Saturday, November 25, 2006

mirrors. part two.

4:00 am, somewhere in Hamilton

I just watched somebody kick the passenger-side mirror off my car. Frick. Why me? Oh, Swift.

Monday, November 20, 2006

the gears keep slippin'

it's analogy time, boys and girls! it's been a while, but today is actually a good day, so i figured it'd also be a good day to blog since it's not guaranteed to last and i'll need to remember this.

it seems the gears are starting to engage.
they've been slippin' lately.

the gears i speak of are the ones full of facts that you know are true...but are unable to make an impact because they are facts that have brought about unwanted change. they're the kind of facts that would make more sense if you were able to remove yourself completely from a situation and look at it from all possible angles.

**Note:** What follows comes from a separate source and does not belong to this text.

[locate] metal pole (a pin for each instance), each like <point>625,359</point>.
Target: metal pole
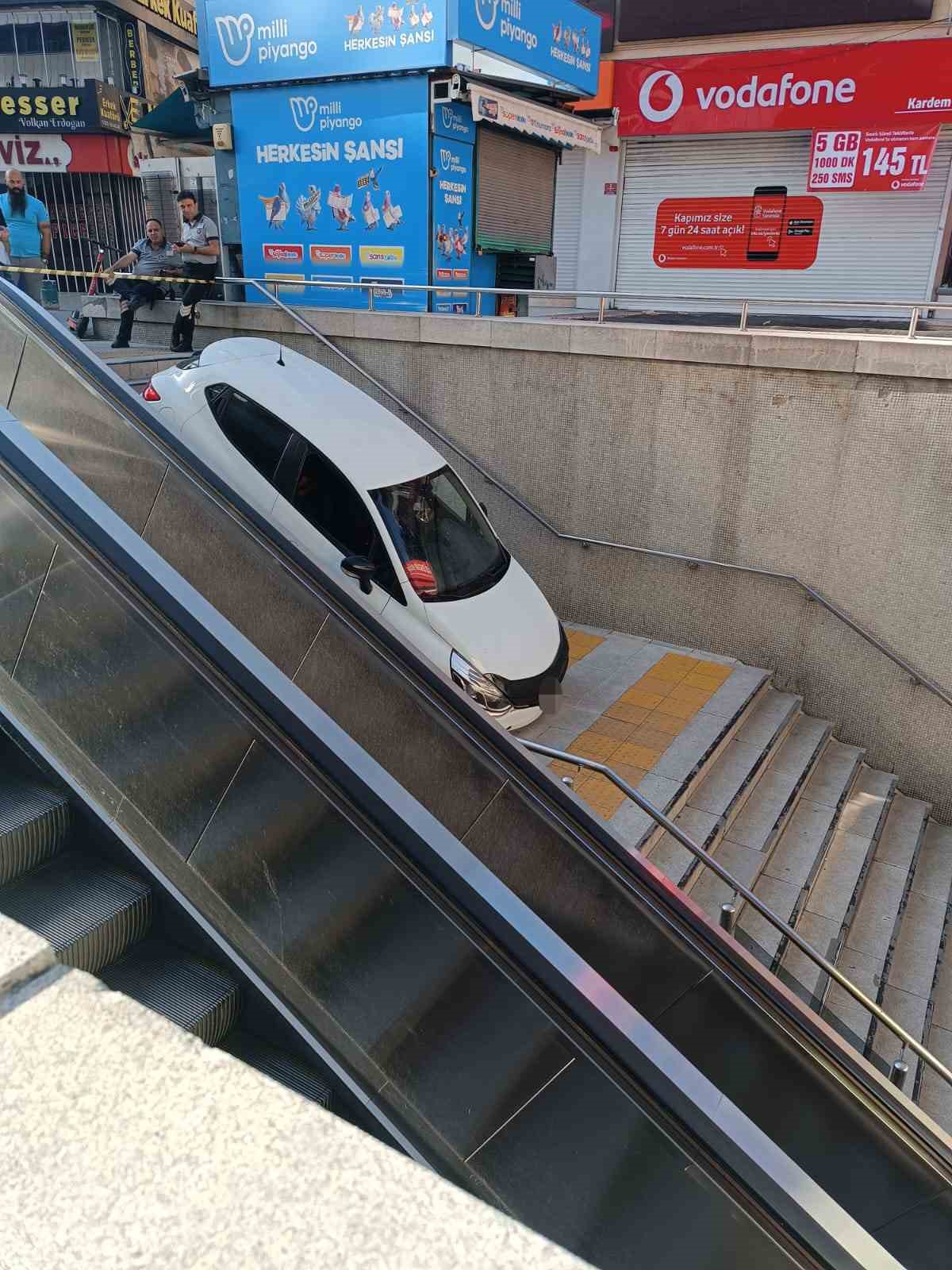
<point>749,897</point>
<point>898,1072</point>
<point>729,914</point>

the facts have been spinnin' in my head for weeks.
they just haven't engaged.

today it feels like they have, at the very least, brushed against one another and caused a minute shift in positioning. looking back, the facts themselves have never changed....they were there from the beginning. and they've been staring us in the face for months. yet we chose to keep them from engaging. and the longer we held them at bay, the more strain they were under...until a series of (un)fortunate events brought about the needed release of the disengager.

and the clock began ticking again.
and time hit home.

there's that funny word again. time. ha. i smile.

Tuesday, November 07, 2006

starting over.

ontario has yet to fully feel like home. i know i had to come back to figure out if there is something for me here....a potential future. i know i had to cross one more 'what if' off my list of possibilities, and if i choose not to pursue this path then my future will be as blank as a fresh sheet of 28 lb. Hammermill laser paper. that's some print talk for ya. there's so much in this world that can be done, but i find it hard to figure out where to start and how to make it fit my life. three years in BC didn't reveal my future, but they did help me understand myself more than i had known in my 23 years in Ontario. and that i certainly don't regret. but just when i thought i had some things figured out, they end up being the very things that throw everything off balance and [once again] cause me to refocus. this month will be a month of answer-seeking and decision-making. i've been here before...i can do it again. frick. i wish i could take to heart the things i write in this blog.